The history of numbers in Western society was initiated by the impressive work of a young Italian, Leonardo Pisano, who published the “Book of Calculation” (Liber abbaci, frequently misquoted as Liber Abaci) in 1202 [6]. Pisano’s legacy is commonly known under his nickname Fibonacci, which is derived from the Latin filius Bonacci and extrapolates to “The son of the Bonacci family” [7]. Fibonacci learned the Hindu-Arabic numbering system from Arabic mathematicians and merchants during his trip to Northern Africa when he visited his father in the port city of Bugia (now Béjaïa, Algeria) as a teenager (Fig. 1). The new insights led the young Italian to question the value of the traditional Roman numbering system that had been exclusively based on plain letters and therefore did not allow for mathematical calculations. Intriguingly, the traditional Roman numeral system was devoid of a symbol for “zero,” as the number zero was not practically relevant in ancient life [8]. The major shortcoming of the lack of the numeral zero relates to the impediment of performing calculations in multiples of tens, hundreds, and etc., and the inability to calculate with negative numbers, both of which represent prerequisites for modern mathematics, technology, and science [8]. Fibonacci’s historic legacy is represented by his ability to define the “golden mean” (or “golden ratio”), a previously unresolved enigma that dated back to the times of the ancient Greek philosophers and mathematicians (Fig. 2).

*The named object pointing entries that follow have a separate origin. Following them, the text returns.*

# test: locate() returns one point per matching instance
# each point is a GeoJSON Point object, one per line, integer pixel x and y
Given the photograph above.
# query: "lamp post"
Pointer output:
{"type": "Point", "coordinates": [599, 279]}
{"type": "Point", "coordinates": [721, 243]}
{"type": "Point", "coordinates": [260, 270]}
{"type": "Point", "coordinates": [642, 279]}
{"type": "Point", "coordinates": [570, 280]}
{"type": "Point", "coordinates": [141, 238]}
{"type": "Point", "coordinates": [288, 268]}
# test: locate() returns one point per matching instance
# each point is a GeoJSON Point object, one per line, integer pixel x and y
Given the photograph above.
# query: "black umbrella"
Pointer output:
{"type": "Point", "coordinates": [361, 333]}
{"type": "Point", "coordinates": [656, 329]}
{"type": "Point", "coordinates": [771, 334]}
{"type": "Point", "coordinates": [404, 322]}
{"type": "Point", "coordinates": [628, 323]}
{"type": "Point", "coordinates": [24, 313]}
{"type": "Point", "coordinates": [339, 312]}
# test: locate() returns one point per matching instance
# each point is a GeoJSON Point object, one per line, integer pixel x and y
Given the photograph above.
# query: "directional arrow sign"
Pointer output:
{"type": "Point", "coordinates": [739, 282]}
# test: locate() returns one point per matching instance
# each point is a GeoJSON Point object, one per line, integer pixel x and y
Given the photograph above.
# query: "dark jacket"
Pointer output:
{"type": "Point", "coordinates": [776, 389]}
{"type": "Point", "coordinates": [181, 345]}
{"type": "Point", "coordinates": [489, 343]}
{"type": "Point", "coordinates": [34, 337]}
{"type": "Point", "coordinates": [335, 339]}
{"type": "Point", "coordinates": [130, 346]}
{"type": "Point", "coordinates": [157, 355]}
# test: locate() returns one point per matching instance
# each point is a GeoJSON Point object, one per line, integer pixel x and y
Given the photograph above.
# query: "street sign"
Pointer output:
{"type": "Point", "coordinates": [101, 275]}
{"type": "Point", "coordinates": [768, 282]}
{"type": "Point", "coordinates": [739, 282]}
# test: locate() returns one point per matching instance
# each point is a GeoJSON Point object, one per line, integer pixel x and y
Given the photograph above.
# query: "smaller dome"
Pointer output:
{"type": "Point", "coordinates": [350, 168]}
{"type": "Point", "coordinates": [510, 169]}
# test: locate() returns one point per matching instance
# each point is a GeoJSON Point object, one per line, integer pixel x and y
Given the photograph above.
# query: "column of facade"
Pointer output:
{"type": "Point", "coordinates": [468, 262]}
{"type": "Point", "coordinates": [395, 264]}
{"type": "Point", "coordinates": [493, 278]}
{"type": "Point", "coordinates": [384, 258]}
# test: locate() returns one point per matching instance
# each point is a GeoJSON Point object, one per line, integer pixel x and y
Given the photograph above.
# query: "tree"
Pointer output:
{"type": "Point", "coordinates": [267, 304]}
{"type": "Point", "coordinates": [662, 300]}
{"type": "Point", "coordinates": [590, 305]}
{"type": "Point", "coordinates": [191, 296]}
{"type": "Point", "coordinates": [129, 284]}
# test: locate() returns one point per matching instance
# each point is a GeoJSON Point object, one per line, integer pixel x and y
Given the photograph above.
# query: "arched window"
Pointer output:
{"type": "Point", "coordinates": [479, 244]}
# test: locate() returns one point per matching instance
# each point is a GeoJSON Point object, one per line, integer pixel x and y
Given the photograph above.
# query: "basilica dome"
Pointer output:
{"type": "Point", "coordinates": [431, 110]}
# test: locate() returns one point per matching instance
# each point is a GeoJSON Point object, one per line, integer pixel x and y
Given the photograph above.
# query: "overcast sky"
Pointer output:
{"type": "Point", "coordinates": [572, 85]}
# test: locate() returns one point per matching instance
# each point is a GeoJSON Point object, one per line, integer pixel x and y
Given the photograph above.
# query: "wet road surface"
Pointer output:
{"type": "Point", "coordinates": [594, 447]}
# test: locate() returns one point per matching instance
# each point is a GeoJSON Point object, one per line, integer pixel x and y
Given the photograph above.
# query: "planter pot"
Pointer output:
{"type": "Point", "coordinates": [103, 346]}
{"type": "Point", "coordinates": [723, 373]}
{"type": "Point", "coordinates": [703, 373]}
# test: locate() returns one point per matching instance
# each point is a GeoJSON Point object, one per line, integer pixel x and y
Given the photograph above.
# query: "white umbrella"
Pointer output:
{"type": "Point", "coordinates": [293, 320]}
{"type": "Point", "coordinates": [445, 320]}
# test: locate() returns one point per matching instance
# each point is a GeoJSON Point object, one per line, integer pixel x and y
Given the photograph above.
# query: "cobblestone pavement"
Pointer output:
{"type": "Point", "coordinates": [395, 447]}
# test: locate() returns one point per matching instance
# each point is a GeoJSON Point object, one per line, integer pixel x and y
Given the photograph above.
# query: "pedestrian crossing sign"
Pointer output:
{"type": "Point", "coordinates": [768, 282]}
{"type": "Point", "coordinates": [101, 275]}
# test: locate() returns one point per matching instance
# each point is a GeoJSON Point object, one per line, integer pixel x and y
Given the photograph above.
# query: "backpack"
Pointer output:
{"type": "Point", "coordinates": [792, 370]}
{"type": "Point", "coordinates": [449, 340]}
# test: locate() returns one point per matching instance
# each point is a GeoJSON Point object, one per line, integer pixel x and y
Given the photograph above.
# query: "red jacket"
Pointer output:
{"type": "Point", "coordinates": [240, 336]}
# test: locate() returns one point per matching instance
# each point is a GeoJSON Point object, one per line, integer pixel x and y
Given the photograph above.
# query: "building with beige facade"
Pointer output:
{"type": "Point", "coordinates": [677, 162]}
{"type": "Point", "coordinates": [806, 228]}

At Fibonacci’s times, understanding the golden mean was considered as close as unifying the principles of mathematics and science with nature and God [9].
The Fibonacci sequence is one of the groundbreaking new insights in his Liber abacci [6]. Most readers may recognize Fibonacci’s name from Dan Brown’s best-selling novel, The Da Vinci Code, where a dying man in the opening scene scrawled Fibonacci’s sequence in invisible ink on the floor of the Louvre museum in Paris [10]. The intriguing origin of the Fibonacci sequence, however, is scarcely known: As a young man, Fibonacci was challenged with the ancient task of calculating how many rabbits would be born within 1 year, originating from a single pair of rabbits. His calculation was based on the assumption that each rabbit pair will produce another pair of rabbits every month, and rabbit pairs start breeding when they are 2 months old. Fibonacci described the problem in chapter 12 of his Liber abbaci, as such [6]: “A certain man had one pair of rabbits together in a certain enclosed place, and one wishes to know how many are created from the pair in one year when it is the nature of them in a single month to bear another pair, and in the second month those born to bear also.”
Fibonacci’s solution to the “rabbit breeding theory” [7] set the foundation of a historic mathematical miracle (Fig. 3). In brief, there is one pair of rabbits in 1 month, one additional pair of rabbits as first offspring from the original pair, three in 3 months (an additional couple from the original pair), five in 4 months (with the first offspring now breeding as well), followed by eight, 13, 21, 34, 55, 89, 144, and a total of 233 pairs of rabbits at the end of the first year. This sequence of numbers represents the essence of the Fibonacci sequence, where each number represents the sum of the two preceding numbers. The mathematical magic about this simple series of numbers is that the “divine proportion” (golden ratio) sought by Aristotle in ancient Greece as a philosophical concept of a “desirable middle between two extremes, one of excess and the other of deficiency” is calculated by dividing any number in the Fibonacci sequence, after number 144, by its preceding number. The result will always be 1.618—the mathematical constant PHI (Fig. 2) [11]. In general terms, the golden mean implies a perfect moderate position that avoids extremes, e.g., as a ratio between the two divisions of a line such that the ratio of the smaller to the larger is identical to the ratio of the larger to the sum of both lines. We encounter the golden ratio every day in arts, culture, religion (for example in the cross of Christ), and in multiplicity of phenomena in mathematics, science, and nature, including in plants and animals [11, 12].